FAA received a total of 206 comments on the June 28, 2019, NPRM, with 43 comments generally supporting the NPRM, 45 opposed, and 118 considered outside the scope of the rule. The majority of comments from the public, the FAA said, focused on the current routing of aircraft under the NextGen program, or expressed general annoyance regarding aircraft noise, and did not include any comments specific to the proposal updating the application procedure.
In the rule, FAA emphasized that the proposed rule would not have allowed supersonic flights to occur on a regular basis in the United States. “The regulation that generally prohibits civil airplanes from operating at speeds in excess of Mach 1 over land in the United States (14 CFR 91.817) has been in effect since 1973, and no change to that regulation was proposed,” the Rule states. The rule does not authorize the operation of any specific airplane over any particular area; any flights authorized under the rule could only occur upon receiving FAA authorization after completion of the application process and considerable regulatory prerequisites, including analyses of the environmental impacts on the area over which an applicant proposes to operate, as required by law.
The rule will directly affect such companies as Boom Supersonic, which is developing their XB-1 supersonic demonstrator, and Overture, a 65-88 passenger supersonic airliner. Other supersonic aircraft in development that will be subject to the new FAA rule include Aerion Supersonic’s AS2, the S-512 from Spike Aerospace, and Lockheed Martin’s X-59 QueSST.

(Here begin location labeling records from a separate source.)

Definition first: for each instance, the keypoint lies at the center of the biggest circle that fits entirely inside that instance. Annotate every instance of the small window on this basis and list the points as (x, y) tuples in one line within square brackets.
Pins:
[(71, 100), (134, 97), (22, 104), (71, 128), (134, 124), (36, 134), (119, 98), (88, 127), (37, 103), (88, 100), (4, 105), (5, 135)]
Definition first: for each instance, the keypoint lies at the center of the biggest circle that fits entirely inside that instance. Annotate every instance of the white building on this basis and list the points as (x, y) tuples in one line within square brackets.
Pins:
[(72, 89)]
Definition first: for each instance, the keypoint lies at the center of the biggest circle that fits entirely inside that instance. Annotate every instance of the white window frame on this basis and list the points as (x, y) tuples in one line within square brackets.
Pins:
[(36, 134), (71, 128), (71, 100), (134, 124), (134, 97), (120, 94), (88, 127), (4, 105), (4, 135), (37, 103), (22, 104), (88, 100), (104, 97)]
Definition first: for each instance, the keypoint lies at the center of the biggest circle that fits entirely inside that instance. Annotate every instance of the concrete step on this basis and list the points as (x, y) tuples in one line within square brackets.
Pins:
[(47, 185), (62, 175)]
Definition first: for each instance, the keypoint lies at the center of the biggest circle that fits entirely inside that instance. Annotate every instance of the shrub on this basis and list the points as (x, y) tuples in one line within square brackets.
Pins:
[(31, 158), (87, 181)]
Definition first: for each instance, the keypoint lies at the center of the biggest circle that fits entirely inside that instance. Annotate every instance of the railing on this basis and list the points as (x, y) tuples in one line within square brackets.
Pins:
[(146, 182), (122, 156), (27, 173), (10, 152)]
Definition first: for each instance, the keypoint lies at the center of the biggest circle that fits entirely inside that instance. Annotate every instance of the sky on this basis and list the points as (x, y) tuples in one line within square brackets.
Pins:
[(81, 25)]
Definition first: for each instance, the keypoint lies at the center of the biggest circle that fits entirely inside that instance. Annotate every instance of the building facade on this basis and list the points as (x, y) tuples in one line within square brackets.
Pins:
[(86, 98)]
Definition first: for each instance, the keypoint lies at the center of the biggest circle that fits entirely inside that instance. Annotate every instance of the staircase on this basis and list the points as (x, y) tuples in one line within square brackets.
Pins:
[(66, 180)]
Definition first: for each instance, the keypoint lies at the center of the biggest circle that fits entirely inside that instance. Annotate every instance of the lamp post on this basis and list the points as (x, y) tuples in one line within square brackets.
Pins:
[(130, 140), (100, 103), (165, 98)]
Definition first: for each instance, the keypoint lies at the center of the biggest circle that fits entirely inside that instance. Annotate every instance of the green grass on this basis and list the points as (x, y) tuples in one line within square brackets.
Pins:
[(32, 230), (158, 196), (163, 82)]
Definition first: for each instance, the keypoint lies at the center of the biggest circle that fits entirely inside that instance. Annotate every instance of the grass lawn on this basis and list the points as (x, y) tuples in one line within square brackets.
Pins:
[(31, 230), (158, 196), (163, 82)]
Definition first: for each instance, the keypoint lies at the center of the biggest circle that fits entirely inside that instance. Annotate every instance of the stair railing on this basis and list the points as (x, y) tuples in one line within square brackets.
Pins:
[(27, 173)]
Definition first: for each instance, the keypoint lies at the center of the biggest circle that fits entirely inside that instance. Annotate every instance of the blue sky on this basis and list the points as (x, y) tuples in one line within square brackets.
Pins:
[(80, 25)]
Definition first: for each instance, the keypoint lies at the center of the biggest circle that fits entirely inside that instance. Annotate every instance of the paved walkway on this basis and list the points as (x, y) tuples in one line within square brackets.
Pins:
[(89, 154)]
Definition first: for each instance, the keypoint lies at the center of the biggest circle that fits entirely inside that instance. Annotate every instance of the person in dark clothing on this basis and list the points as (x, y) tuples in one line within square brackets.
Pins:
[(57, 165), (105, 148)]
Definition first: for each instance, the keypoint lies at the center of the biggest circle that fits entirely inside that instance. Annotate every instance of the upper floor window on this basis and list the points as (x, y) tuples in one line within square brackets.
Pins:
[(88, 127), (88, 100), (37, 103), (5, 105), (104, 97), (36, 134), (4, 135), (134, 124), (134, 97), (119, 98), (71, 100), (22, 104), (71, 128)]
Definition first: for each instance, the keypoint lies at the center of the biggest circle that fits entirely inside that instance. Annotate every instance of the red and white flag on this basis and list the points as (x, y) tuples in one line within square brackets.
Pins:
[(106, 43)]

One part of the NPRM that generated a number of comments involved flight test areas. Several commenters stated that the final rule should provide more flexibility for test area selections to allow more than one operator to use a test area, and to support the development of test areas outside of military operation areas (MOAs). GE Aviation, Aerospace Industries Association (AIA), General Aviation Manufacturer’s Association (GAMA), Supersonic Flight Alliance (SSFA), AeroTEC, and Boom Supersonic suggested that FAA allow multiple manufacturers to use the same flight test area, as opposed to limiting areas to a single flight test campaign. Generally, the commenters stated that doing so would provide safer and more effective testing and cost-saving benefits to industry and FAA. Additionally, Lockheed Martin suggested establishing dedicated supersonic flight test areas. The full text of the 46-page rule describes the application process that will address the many intricacies of the flight test areas when environmental impacts are taken into consideration.